Treatment must be planned carefully to avoid stimulating progression and interfering with future management. Surgical ligation or endovascular occlusion of proximal feeding vessels must be avoided . Superselective targeted arterial embolization is indicated to decrease symptoms such as pain, bleeding, and ischemic ulceration . Embolization should be performed with permanent agents such as tissue adhesive whenever possible. High-flow cervicofacial arteriovenous malformations are difficult to exclude by arterial embolization alone and should be treated in combination with embolization and surgery. Single-hole arteriovenous fistulas can be easily treated by transarterial embolization. Lesions that are amenable to complete excision are best treated by presurgical embolization and excision . Large lesions involving the skin surface may be well treated with extensive excision and microvascular soft tissue grafting prepared with a tissue expander . Conservative treatment should also be considered for certain lesions.

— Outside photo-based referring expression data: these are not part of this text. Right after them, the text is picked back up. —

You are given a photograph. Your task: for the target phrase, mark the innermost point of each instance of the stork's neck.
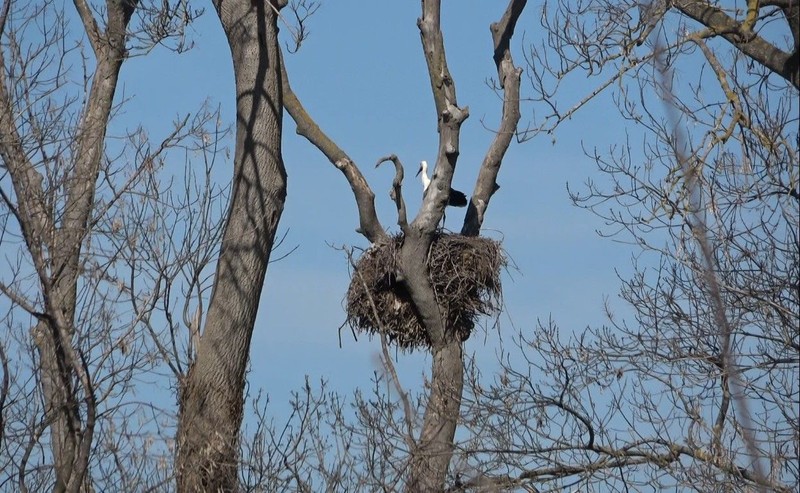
(424, 176)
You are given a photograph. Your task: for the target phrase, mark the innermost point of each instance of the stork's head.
(423, 166)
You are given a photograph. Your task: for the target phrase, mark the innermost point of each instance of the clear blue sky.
(362, 76)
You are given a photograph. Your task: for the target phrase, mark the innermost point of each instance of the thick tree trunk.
(212, 393)
(430, 463)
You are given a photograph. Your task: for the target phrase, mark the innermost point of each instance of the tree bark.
(211, 401)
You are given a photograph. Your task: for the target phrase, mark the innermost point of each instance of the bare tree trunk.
(430, 464)
(212, 392)
(55, 243)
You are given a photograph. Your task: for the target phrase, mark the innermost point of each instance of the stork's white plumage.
(455, 199)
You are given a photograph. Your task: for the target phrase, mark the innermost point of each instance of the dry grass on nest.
(465, 274)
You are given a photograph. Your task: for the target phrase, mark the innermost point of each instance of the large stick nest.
(465, 275)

Intraosseous arteriovenous malformations
Intraosseous arteriovenous malformations are rare and have been overdiagnosed. In most instances, the misdiagnosis results from an erroneous interpretation of bony changes associated with a soft tissue arteriovenous malformation. Soft tissue arteriovenous malformations are often associated with bony defects owing to compression by dilated draining veins. Bony hypertrophy is also seen as a consequence of venous and lymphatic interference related to an adjacent soft tissue arteriovenous malformation. These secondary changes must be distinguished from truly intraosseous arteriovenous malformations.

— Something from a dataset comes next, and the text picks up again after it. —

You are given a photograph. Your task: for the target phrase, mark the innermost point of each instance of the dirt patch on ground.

Mandibular and maxillary arteriovenous malformations
Patients with a maxillary or mandibular arteriovenous malformation often present with life-threatening hemorrhage related to tooth eruption, dental infection, and dental extraction ( Fig. 3 ). This malformation can be managed by arterial embolization followed by extraction of involved teeth . Bone erosion surrounding teeth may be best shown with CT or panoramic radiography. In the authors’ experience, arterial embolization combined with direct injection of tissue adhesive into the intramandibular nidus and draining vein can achieve stable hemostasis and even complete exclusion of the nidus with reossification of the affected mandible. This approach is preferred to mandibulectomy, especially in the immature facial skeleton . Proximal vessel ligation or embolization should be avoided because it leads to recruitment of collateral supply to the lesion and induces nonsprouting angiogenesis indistinguishable from the nidus, which makes subsequent treatment more difficult.